A regular Crybaby has always done the trick for me. Others have come and gone but the Crybaby remains. Maybe it's habit, familiarity, or just being stuck in my ways. Some of the other pedals in the Dunlop catalogue look tempting.

Peace, Mooh.


----------



## Guest (Jul 30, 2009)

None of the above! :smile:

Morley Bad Horsie 2 would be my pick over all of those.


----------



## GuitarSkater (Nov 17, 2008)

hollowbody said:


> If you haven't owned a wah before and are just starting with the effect, I would go with the regular crybaby until you decide whether you like wah pedals and/or find them useful.
> 
> Some of the features on the signature wahs, like Q setting, might just get in the way of you using the pedal.


so would u get this then?

http://www.long-mcquade.com/?page=products&ProductsID=2444


----------



## hollowbody (Jan 15, 2008)

GuitarSkater said:


> so would u get this then?
> 
> http://www.long-mcquade.com/?page=products&ProductsID=2444


No, I would go with the plain jane model, this one

The one you posted has the "better" inductor, but honestly, if you haven't used a wah at all before, how would you know if it's better? You have no frame of reference. Might as well go with the regular Crybaby and see what happens. Like a lot of people, you might find that the plain old Crybaby is exactly what you're looking for in a wah.

Also, if you're going to buy one, go used. You can find on Craigslist and Kijiji for around 60 bucks or so.


----------



## hollowbody (Jan 15, 2008)

iaresee said:


> None of the above! :smile:
> 
> Morley Bad Horsie 2 would be my pick over all of those.


Haha, leave it to you to be the lone dissenter!
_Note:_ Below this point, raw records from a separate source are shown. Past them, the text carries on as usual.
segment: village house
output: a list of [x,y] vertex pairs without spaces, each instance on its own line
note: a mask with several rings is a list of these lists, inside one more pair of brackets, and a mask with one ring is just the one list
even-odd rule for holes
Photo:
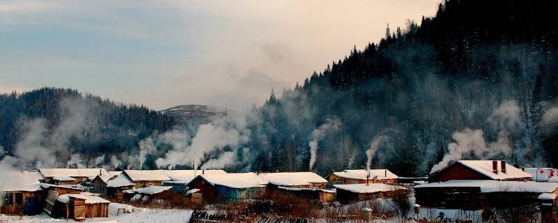
[[326,177],[332,185],[362,183],[396,183],[397,175],[386,169],[346,169],[333,172]]
[[135,184],[124,174],[116,176],[110,179],[106,184],[106,199],[111,202],[121,202],[123,199],[123,191],[134,188]]
[[0,214],[6,215],[37,215],[43,210],[43,188],[39,180],[43,177],[38,172],[13,172],[13,180],[3,182],[3,195],[0,206]]
[[384,183],[335,185],[338,201],[351,203],[390,197],[397,193],[407,193],[405,187]]
[[102,168],[40,168],[39,172],[45,178],[43,183],[50,184],[58,183],[63,185],[75,185],[97,175],[109,175],[109,173]]
[[171,180],[164,170],[125,170],[123,175],[135,184],[135,188],[160,186],[163,181]]
[[204,199],[210,202],[236,201],[263,197],[267,180],[257,173],[202,174],[188,184],[199,189]]
[[56,201],[64,206],[66,210],[66,215],[58,217],[83,221],[86,218],[109,217],[110,201],[96,195],[61,194],[56,197]]
[[432,174],[427,181],[452,180],[529,181],[531,180],[531,174],[504,160],[458,160]]

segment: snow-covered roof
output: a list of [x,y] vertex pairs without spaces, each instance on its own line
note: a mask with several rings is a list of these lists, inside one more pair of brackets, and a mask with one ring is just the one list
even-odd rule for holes
[[458,162],[493,180],[531,178],[531,174],[506,164],[506,173],[502,173],[501,161],[497,161],[498,174],[492,172],[492,160],[458,160]]
[[333,172],[333,174],[344,178],[352,178],[359,180],[366,180],[366,176],[370,173],[370,178],[372,179],[375,177],[377,179],[397,179],[397,175],[386,169],[345,169],[342,172]]
[[56,187],[56,188],[64,188],[64,189],[70,189],[70,190],[84,190],[82,187],[80,187],[80,185],[56,185],[54,184],[50,183],[40,183],[40,187],[45,189],[49,189],[50,187]]
[[105,169],[68,169],[68,168],[40,168],[39,171],[44,177],[71,176],[71,177],[91,177],[97,175],[109,175]]
[[116,176],[116,178],[110,180],[108,180],[108,182],[107,182],[107,187],[120,187],[125,186],[131,186],[133,185],[134,183],[132,181],[130,181],[130,179],[123,174],[120,174],[118,176]]
[[335,191],[331,190],[325,190],[325,189],[315,189],[315,188],[299,188],[299,187],[278,187],[279,189],[282,189],[285,190],[291,190],[291,191],[303,191],[303,190],[311,190],[311,191],[321,191],[326,193],[335,193]]
[[541,200],[554,200],[558,194],[552,193],[542,193],[538,195],[538,199]]
[[327,183],[327,180],[312,172],[282,172],[262,174],[269,182],[279,186],[307,185],[312,183]]
[[2,179],[0,191],[28,191],[43,190],[39,180],[43,179],[40,174],[36,171],[8,171],[6,176],[10,178]]
[[232,188],[250,188],[265,187],[267,180],[263,174],[256,173],[235,173],[226,174],[199,175],[212,185],[219,185]]
[[204,174],[227,174],[222,169],[206,169],[206,170],[193,170],[193,169],[183,169],[183,170],[165,170],[165,171],[169,177],[173,181],[183,181],[189,183],[192,181],[196,176]]
[[132,181],[165,181],[171,178],[164,170],[125,170]]
[[558,182],[558,169],[554,168],[525,168],[525,171],[531,174],[531,179],[535,181]]
[[375,193],[379,192],[393,191],[398,190],[407,190],[407,188],[401,186],[390,185],[384,183],[370,183],[366,185],[365,183],[361,184],[340,184],[333,185],[337,189],[348,190],[352,192],[365,194],[365,193]]
[[552,193],[558,188],[558,183],[499,181],[490,180],[453,180],[421,184],[416,185],[414,187],[480,187],[481,192],[483,193],[496,192]]
[[69,177],[69,176],[59,176],[52,178],[54,180],[59,181],[73,181],[75,180],[75,178]]
[[171,186],[151,186],[147,187],[126,190],[123,191],[127,194],[156,194],[172,188]]
[[110,201],[107,201],[98,196],[91,196],[86,194],[62,194],[56,197],[56,201],[62,203],[68,203],[70,198],[73,197],[78,199],[85,200],[85,203],[109,203]]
The Morley's do have the auto-on feature which is super handy, especially when you want to wah for a quick passage and then turn it off immediately.


----------



## ajcoholic (Feb 5, 2006)

Try BBE wah - they are awesome! I was using an Area 51 wah for years, just bought the BBE on a whim last winter and I love it.

AJC


----------



## Guest (Jul 30, 2009)

hollowbody said:


> Haha, leave it to you to be the lone dissenter!
> 
> The Morley's do have the auto-on feature which is super handy, especially when you want to wah for a quick passage and then turn it off immediately.


I am nothing if not consistent with my dissent. :smile:


----------



## Brennan (Apr 9, 2008)

GuitarSkater said:


> so would u get this then?
> 
> http://www.long-mcquade.com/?page=products&ProductsID=2444


This is the Wah that I use. Tone-wise, it's great ... I had it and the original side by side when I was buying mine and the fasel does definitely have a better sound (IMO of course). The only downside is the lack of an LED indicator to know when it's on/off, which unfortunately is something that really bothers me and will likely result in me eventually replacing it.

There are plenty of great Wahs out there to choose from though, I'd suggest heading down to your local store and trying out as many as you can if at all possible.


----------



## Guest (Jul 30, 2009)

Brennan said:


> The only downside is the lack of an LED indicator to know when it's on/off, which unfortunately is something that really bothers me and will likely result in me eventually replacing it.


That's pretty easy to fix. If you'd like, I can give you a hand with that mod. Bring another guitar player over to the mod side of the force.


----------



## Rideski (Feb 25, 2009)

+1 on the Morley Bad Horsie....I love mine!


----------



## forum_crawler (Sep 25, 2008)

I would provably consider the new CAE wah pedal, or the 535Q and cover all my bases.


----------



## Brennan (Apr 9, 2008)

iaresee said:


> That's pretty easy to fix. If you'd like, I can give you a hand with that mod. Bring another guitar player over to the mod side of the force.


That would be cool. I had researched modding it a while ago, but all of the outlines I could find worked with every version of the GCB-95 but the one I have (apparently the gcb-95f is harder to mod for some reason?).


----------



## Guest (Jul 31, 2009)

Brennan said:


> That would be cool. I had researched modding it a while ago, but all of the outlines I could find worked with every version of the GCB-95 but the one I have (apparently the gcb-95f is harder to mod for some reason?).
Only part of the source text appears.